Соня несдержанно выдохнула, прорычав, что означало: «Опять ты за своё!». Но за ней последовала всё та же строгая непоколебимость:
– Не испортят. Маша, такая дружба ничем не портится! Поверь, я бы так не говорила, если бы не знала ни тебя, ни Пашу. Можешь в моей правде не сомневаться – главное, не сомневайся в своей.
– Именно поэтому ты лучший советчик, – она мягко улыбнулась. – Ты реалистка: всё видишь и умеешь думать холодной головой.
– Стараюсь.
Положив руку на поверхность тумбочки, Маня почувствовала, что задело что-то локтем. Это оказался старый магнитофон – он всегда стоял тут и, словно старик, тихо доживал свой век. Чёрная краска уже местами поцарапалась, некоторые кнопки проваливались внутрь. Но заметно, что пыль на нём протирают часто.
– Давно хотела спросить: он работает?
Соня загадочно усмехнулась. На коленках она подползла ближе и заговорщически протянула, будто речь зашла о тайной шкатулке:
– Работает, я проверяла, – и мягко провела пальцами по корпусу магнитофона.
– И ты включаешь? – удивилась Маша.
– Временами. У папы сохранилось много кассет со старой музыкой, я иногда их вставляю для настроения: слушаю и занимаюсь монотонной работой. У папы с молодости был хороший вкус.
И она начала рассказывать о каждой кассете из её коллекции: откуда появилась, какая группа и когда и что любит включать. Видя, как Софья с особым трепетом предалась своему рассказу, Маша нашла эту картину очень трогательной. Когда Соня говорила не про географию, физику или ещё что-то связанное с наукой, а о чём-то личном, например, об отце, то с неё сходил вычурный образ «профессора» и оставалась простая девочка. Которую иногда со спины путали с мальчиком из-за короткой стрижки и высокого роста, однако это никогда её не обижало. Вместо холода мягкий ностальгичный взгляд сверкал в её глазах, как самоцветы, – в такие моменты Маня понимала, почему дружит с Соней, и удивлялась, отчего они начали общаться только с седьмого класса.
– Павлику такое понравится. Он любит всё старое, – сказала Маша, глядя на магнитофон.
– Правда? Что-то ты недостаточно старая для него, – брякнула Софья с неподдельным удовольствием.
– Эй, ну перестань! – она замахала руками, как птица, но подруга продолжала довольно хихикать.
За окном уже темнело, и Маша стала собираться домой. Не прошло и минуту, как она вышла из подъезда и нос у неё зарозовел, а холодный воздух стал жадно протискиваться под пальто, заставляя с непривычки вздрагивать. О чём нельзя сказать о Софье – накинула куртку, а коленки голыми торчат из-под шорт. Любой мороз нипочём!

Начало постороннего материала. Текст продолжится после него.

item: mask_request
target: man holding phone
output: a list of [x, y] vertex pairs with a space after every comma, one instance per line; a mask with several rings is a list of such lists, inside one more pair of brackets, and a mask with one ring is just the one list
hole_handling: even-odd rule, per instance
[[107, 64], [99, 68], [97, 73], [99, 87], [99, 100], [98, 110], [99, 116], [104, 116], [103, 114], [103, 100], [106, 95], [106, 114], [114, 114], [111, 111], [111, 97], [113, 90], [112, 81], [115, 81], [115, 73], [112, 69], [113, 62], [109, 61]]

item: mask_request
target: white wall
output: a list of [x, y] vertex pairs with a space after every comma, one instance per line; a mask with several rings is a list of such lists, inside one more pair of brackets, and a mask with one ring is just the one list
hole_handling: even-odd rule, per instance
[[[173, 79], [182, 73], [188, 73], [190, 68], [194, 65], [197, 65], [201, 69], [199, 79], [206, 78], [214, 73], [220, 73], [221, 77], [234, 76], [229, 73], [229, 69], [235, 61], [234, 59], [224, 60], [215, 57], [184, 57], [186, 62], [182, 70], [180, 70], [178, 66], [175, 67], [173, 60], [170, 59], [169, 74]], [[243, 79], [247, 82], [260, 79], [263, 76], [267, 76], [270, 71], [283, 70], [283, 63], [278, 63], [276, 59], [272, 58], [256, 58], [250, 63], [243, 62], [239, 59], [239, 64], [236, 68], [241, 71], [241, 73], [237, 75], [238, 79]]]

– Можешь ещё поклеить оранжерею, только не заканчивай без меня, – сказала на прощанье Маня.
На что Софья Николаевна, покачав головой, сунула руки в карманы:
– Да куда же я без тебя закончу. Давай, до скорого! Можешь приходить почаще, папа ещё неделю в командировке будет.
На улице было невероятно тихо: голые деревья замерли, словно на картинке. Как в тех журналах, из которых бабушки любят ещё вырезать фотографии и отдельно вешать в рамочки. В местах, где не доходил свет фонарей, виднелись звёзды, мерцая ледяным пламенем, словно снег. Маша чуть не поскользнулась, пока их разглядывала, и подшутила над собой фразой, которую уже забыла, где слышала: «Дураки смотрят на небо». Через пару минут уже показались родные прямоугольные окна, пустые лавочки и машины возле её подъезда, среди которых быстро нашлась конкретно одна знакомая.
– Аркаша... – прошептала она и радостная рванула домой.
Миновав лестничную клетку и громко распахнув дверь квартиры, Маша стала жадно выискивать в прихожей новую появившуюся куртку и пару обуви. На шум собралась вся семья, и первый выглянул парень в тельняшке и с серьгой в ухе, как у моряка.
– Аркаша!! – воскликнула Маня и бросилась к нему обниматься, будто они не виделись вечность. – Приехал-таки!
Старший брат улыбнулся и ловко поднял её на руки, словно ей вновь было шесть лет:
– А как не приехать и не повидать любимую сестрёнку?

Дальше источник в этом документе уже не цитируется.